I decided to take a stab at doing stand-up. My wife was not really into. She said, "But comics are so depressed and so bummed all the time. … I don’t want to see you be like that." So then I went into comedy and now I’m fully depressed and bummed all the time. [laughs]

But I wanted to do it. One thing led to another and I got into some clubs and I tried to write some jokes. They weren’t good. They were just not funny at all because it wasn’t real. I was bombing, but I liked it. I liked sitting in the moment where I knew it was not going well.

There's a confrontational element to doing punk rock. Was comedy like that for you as well?

I’d been onstage enough in my life where it did go well. I’d been enough bands and had people ask me for my autograph or sing along with my lyrics, but now, there would be 20 people in a room and I could just tell that they did not like me. They were really not into it. And they shouldn’t be. It was not good, but I just kept going back.

I said something about my family one night on stage and this comic said, "You should do more of that." That was like six years ago. I started going, "Okay, I’m going to write about how my whole life I fought authority and now I’m the authority and I’m not good at it" and how I live in a household with two teenagers. It’s their first time being teenagers and it’s my wife and I’s first time having teenagers.

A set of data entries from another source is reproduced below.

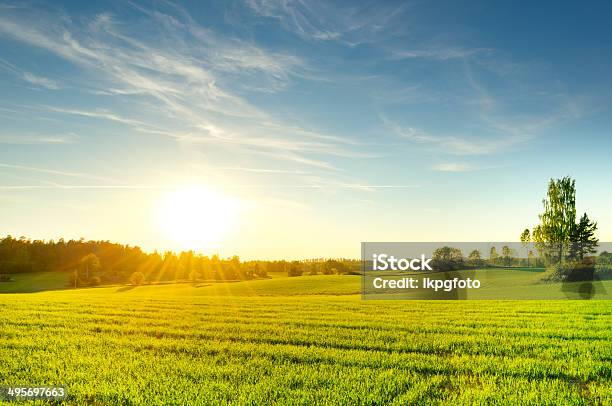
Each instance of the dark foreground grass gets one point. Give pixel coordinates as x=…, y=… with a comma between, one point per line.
x=183, y=344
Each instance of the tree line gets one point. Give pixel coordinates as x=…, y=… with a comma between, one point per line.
x=102, y=262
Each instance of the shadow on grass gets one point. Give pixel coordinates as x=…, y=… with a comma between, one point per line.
x=125, y=288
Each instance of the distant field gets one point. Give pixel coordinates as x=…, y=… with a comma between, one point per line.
x=35, y=282
x=300, y=341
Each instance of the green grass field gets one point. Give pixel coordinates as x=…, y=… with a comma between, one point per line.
x=302, y=341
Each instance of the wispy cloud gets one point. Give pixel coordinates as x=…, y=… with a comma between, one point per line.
x=188, y=73
x=315, y=20
x=451, y=144
x=29, y=77
x=40, y=81
x=81, y=175
x=29, y=139
x=453, y=167
x=438, y=53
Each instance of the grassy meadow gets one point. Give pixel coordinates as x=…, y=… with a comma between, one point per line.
x=303, y=340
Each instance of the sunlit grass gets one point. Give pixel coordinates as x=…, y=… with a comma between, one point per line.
x=179, y=344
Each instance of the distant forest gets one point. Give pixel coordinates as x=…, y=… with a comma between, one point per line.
x=103, y=262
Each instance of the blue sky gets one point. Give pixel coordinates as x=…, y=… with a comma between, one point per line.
x=330, y=123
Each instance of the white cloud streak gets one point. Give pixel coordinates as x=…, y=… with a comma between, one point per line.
x=186, y=70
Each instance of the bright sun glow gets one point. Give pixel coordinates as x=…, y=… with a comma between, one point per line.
x=196, y=218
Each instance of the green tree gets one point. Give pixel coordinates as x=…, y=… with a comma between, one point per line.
x=507, y=255
x=137, y=278
x=474, y=258
x=525, y=240
x=557, y=222
x=90, y=263
x=583, y=240
x=493, y=256
x=447, y=258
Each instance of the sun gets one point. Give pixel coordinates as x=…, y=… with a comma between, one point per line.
x=197, y=218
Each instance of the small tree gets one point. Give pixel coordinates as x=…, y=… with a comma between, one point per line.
x=557, y=222
x=89, y=264
x=525, y=240
x=493, y=256
x=507, y=255
x=583, y=239
x=137, y=278
x=447, y=258
x=475, y=258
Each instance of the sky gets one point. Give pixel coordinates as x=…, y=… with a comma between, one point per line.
x=297, y=129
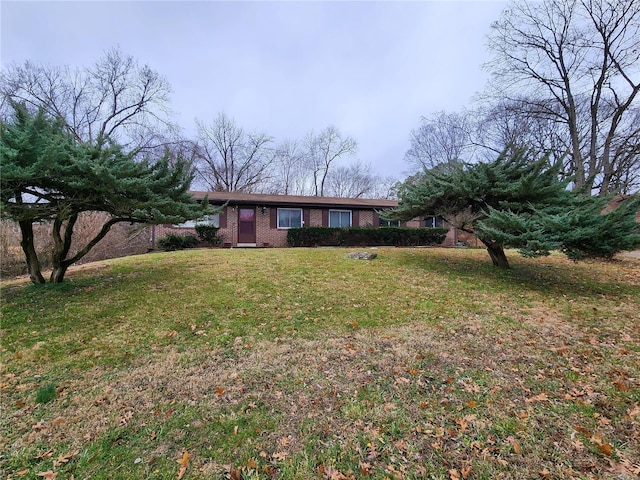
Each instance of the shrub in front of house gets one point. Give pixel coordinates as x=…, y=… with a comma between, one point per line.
x=172, y=241
x=363, y=237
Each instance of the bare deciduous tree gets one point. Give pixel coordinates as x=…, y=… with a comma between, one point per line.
x=441, y=139
x=576, y=63
x=290, y=174
x=322, y=150
x=230, y=159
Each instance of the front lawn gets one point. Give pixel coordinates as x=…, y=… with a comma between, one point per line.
x=305, y=364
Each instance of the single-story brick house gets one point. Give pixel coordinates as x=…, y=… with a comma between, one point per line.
x=259, y=220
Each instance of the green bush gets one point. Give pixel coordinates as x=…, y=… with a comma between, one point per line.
x=172, y=241
x=362, y=237
x=208, y=234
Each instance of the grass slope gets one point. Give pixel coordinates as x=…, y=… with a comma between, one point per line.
x=304, y=364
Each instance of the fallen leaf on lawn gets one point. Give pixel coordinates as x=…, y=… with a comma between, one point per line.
x=280, y=455
x=365, y=467
x=606, y=449
x=622, y=385
x=624, y=467
x=545, y=473
x=64, y=458
x=515, y=445
x=183, y=462
x=466, y=471
x=48, y=475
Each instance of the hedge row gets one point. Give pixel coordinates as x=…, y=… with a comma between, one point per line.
x=365, y=237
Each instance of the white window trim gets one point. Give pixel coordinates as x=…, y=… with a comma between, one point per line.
x=287, y=228
x=342, y=211
x=206, y=220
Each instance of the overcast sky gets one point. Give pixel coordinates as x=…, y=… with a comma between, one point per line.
x=372, y=69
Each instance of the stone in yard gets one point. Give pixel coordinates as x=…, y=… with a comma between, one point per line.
x=363, y=255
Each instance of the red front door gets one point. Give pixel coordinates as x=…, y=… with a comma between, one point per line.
x=246, y=225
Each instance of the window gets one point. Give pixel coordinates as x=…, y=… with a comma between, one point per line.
x=340, y=218
x=213, y=220
x=433, y=221
x=289, y=218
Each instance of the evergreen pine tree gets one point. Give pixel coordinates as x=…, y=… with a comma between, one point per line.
x=47, y=176
x=516, y=202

I yelled at my daughter recently and I was like, "Look, it’s my first time being a father of a teenager and it’s your first time being a teenager, so let’s just be cool with each other." She was like, "Who says that?" I said, "I don’t know, I’m just being honest, I don’t know if it’s okay for you to stay late with your friends or go to these places."

Right now, that’s really provided all of my material. It really connects with people.

That's rad. 

I know, right? I’m 49. I’m on my way to 50. I joke around. I can’t believe I’m going to be 50, but I’m cool with it. I’m "taking" 50, not "turning" 50. I thought I was a done deal. I love everything about show business. I love ironing my shirt before I go on stage and I wear a t-shirt. Who irons a t-shirt? It’s something new. I’m using a new muscle. I’m not just singing some songs. I’m meeting new people and I love it. It’s a whole new world. I love being a part of it and exploring it.

To experience something new at this age — I think it’s what keeps you young.

Comedy, though — it takes some commitment, right?

When I went into this, I thought, "If I do this, I want it to be good." For the past six years, it’s been a passion of mine. Every single week for six years. You have to do it like that. You can’t phone it in. I have to get up [on stage]once or twice a week. For a lot of comics, they are getting up there two or three times a night. I have a family and I want them to recognize me.